Homeward Bound: CHOC Children’s Thompson Autism Center

From Healthcare Design 

By Tracey Walker

Exterior of Thompson Autism Center at CHOC Children's building

Exterior of the Thompson Autism Center at CHOC Children’s

The average age of diagnosis for autism spectrum disorder (ASD) is 4 years. These patients also tend to have higher rates of co-occurring conditions such as seizures, gastrointestinal issues, attention deficit hyperactivity disorder, and sleep disorders than the general population, meaning many families must travel to multiple facilities to receive treatment for those different needs. Children’s Hospital of Orange County (CHOC Children’s) in Orange, Calif., recognized this challenge and sought to create a centralized facility that would serve as a medical home for children with ASD.

“There are other centers out there, but what was missing was a home where kids and families could come to receive their diagnosis as well as care in a coordinated manner,” says Dr. Tom Megerian, clinical director for CHOC Children’s Thompson Autism Center.

The $9.5 million CHOC Children’s Thompson Autism Center opened in March. A former medical office building located just blocks away from CHOC Children’s main campus was selected as the site, so specialists can easily deliver services at both locations. The two-story, 20,000-square-foot facility is divided into three distinct areas: therapy rooms, assessment rooms, and multidisciplinary exam rooms.
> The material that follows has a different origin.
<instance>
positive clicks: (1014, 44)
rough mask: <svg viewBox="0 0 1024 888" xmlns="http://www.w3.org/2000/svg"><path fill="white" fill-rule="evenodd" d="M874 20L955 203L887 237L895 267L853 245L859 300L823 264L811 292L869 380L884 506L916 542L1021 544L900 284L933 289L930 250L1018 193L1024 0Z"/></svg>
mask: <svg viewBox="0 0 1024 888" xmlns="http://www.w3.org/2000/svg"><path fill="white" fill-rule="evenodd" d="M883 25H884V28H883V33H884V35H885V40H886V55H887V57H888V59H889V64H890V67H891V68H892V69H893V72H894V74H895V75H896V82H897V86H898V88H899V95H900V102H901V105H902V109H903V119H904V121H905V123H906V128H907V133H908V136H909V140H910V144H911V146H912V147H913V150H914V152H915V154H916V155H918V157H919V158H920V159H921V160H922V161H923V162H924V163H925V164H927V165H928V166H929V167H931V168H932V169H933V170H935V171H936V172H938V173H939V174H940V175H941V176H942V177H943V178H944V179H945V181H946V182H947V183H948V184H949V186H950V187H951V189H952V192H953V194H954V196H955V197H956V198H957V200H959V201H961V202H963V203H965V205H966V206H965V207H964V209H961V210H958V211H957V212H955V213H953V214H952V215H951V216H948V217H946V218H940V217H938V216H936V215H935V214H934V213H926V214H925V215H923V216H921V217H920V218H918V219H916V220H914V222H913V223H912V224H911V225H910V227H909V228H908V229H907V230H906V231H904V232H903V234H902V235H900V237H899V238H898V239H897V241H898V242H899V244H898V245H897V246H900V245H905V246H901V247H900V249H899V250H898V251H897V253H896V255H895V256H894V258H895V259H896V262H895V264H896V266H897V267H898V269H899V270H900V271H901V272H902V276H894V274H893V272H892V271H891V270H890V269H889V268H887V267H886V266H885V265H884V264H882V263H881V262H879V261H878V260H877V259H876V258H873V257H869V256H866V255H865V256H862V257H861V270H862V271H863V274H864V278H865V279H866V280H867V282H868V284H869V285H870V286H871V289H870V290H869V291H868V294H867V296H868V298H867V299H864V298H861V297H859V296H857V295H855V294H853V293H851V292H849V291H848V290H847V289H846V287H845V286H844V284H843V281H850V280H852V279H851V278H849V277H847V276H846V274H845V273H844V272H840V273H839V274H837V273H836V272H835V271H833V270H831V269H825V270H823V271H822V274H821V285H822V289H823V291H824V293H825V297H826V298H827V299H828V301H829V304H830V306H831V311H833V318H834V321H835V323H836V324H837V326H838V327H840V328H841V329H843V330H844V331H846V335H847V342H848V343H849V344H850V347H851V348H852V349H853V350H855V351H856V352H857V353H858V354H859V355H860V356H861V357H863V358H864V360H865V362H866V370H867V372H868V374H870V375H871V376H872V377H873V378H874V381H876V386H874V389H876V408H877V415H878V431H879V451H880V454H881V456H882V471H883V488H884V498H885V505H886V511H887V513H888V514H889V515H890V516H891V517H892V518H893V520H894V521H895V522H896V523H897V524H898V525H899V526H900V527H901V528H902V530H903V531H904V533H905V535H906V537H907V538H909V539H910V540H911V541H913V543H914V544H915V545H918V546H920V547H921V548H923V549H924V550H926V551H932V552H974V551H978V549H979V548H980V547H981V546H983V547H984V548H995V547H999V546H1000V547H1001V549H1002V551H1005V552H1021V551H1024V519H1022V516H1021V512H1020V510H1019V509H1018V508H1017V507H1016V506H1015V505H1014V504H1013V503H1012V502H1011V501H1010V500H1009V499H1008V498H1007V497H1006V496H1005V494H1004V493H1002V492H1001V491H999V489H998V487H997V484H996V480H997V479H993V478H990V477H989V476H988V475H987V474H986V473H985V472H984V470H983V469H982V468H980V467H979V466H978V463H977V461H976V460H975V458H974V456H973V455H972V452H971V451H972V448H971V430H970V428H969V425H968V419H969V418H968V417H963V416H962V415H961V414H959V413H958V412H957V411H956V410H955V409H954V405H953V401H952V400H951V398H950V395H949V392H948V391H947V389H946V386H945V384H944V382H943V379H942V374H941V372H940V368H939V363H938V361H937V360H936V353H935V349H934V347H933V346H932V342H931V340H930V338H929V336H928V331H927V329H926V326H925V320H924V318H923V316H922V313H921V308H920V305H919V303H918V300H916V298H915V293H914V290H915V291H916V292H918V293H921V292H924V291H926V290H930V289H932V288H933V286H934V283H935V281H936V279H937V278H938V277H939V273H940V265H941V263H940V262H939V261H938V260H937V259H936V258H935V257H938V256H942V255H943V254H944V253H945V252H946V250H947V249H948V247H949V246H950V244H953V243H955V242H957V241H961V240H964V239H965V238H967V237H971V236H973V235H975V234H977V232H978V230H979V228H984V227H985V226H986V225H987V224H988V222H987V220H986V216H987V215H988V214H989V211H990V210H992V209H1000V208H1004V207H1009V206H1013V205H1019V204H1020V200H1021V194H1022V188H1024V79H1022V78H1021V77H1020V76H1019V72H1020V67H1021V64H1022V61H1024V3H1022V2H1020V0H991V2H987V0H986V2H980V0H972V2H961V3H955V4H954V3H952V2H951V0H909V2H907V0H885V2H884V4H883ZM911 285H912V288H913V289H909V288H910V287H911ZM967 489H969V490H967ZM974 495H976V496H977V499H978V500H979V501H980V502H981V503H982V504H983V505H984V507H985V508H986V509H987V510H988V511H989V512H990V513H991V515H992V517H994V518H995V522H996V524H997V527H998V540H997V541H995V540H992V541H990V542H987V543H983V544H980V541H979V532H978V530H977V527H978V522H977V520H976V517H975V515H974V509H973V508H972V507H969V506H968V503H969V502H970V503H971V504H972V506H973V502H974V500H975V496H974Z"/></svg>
The first floor of the center houses nine therapy and interventional treatment rooms for services such as Adaptive Behavior Analysis (ABA) therapy, toilet training, and occupational and speech therapy, as well as areas dedicated to care coordination, family resource consultation, education, and telehealth. Assessment and adaptive-use clinical exam rooms, which can be used for dentistry care or electroencephalogram monitoring, are on the second floor.

Severe behavior rooms and lab spaces are designed with sound attenuation features, so a child having trouble with getting blood drawn or having behavioral issues wouldn’t negatively influence others in the clinic. Additionally, “the exam rooms are bigger than traditional exam rooms to allow families to be in there and kids have space to roam around and play, which is helpful to get them to calm down and focus,” says Matthew Lazari, executive director of CHOC Children’s Thompson Autism Center.

On both floors of the building, adjacent to the waiting areas, nooks or circular cubbies were incorporated to allow a child to choose where he or she may feel more comfortable. “For example, if children are feeling overwhelmed and anxious once they have arrived for their appointment, they may spot the nooks and ‘hide out’ for comfort,” says Megerian.

To inform some of the design decisions, the design team consulted Dr. Shireen Kanakri, an associate professor of interior design at Ball State University and director of the Health Environment Design Research Lab in Muncie, Ind. “She provided valuable research information regarding color, imagery, and acoustics and their effect on autistic children,” says Hilary Thomas-Herd, associate vice president, interior designer at CannonDesign (Dallas), which provided architecture and interior design services on the project.

For example, Kanakri’s feedback noted that children with ASD thrive in calm and relaxing settings where they can decompress, so the design team chose a color palette with pastel hues and artwork with familiar themes of animals and families to avoid triggering negative emotions. “The thing I love about the center is that you don’t walk into a sterile environment, because the entire facility was designed to provide a comfortable, non-threatening environment for children who sense the world differently,” Lazari says.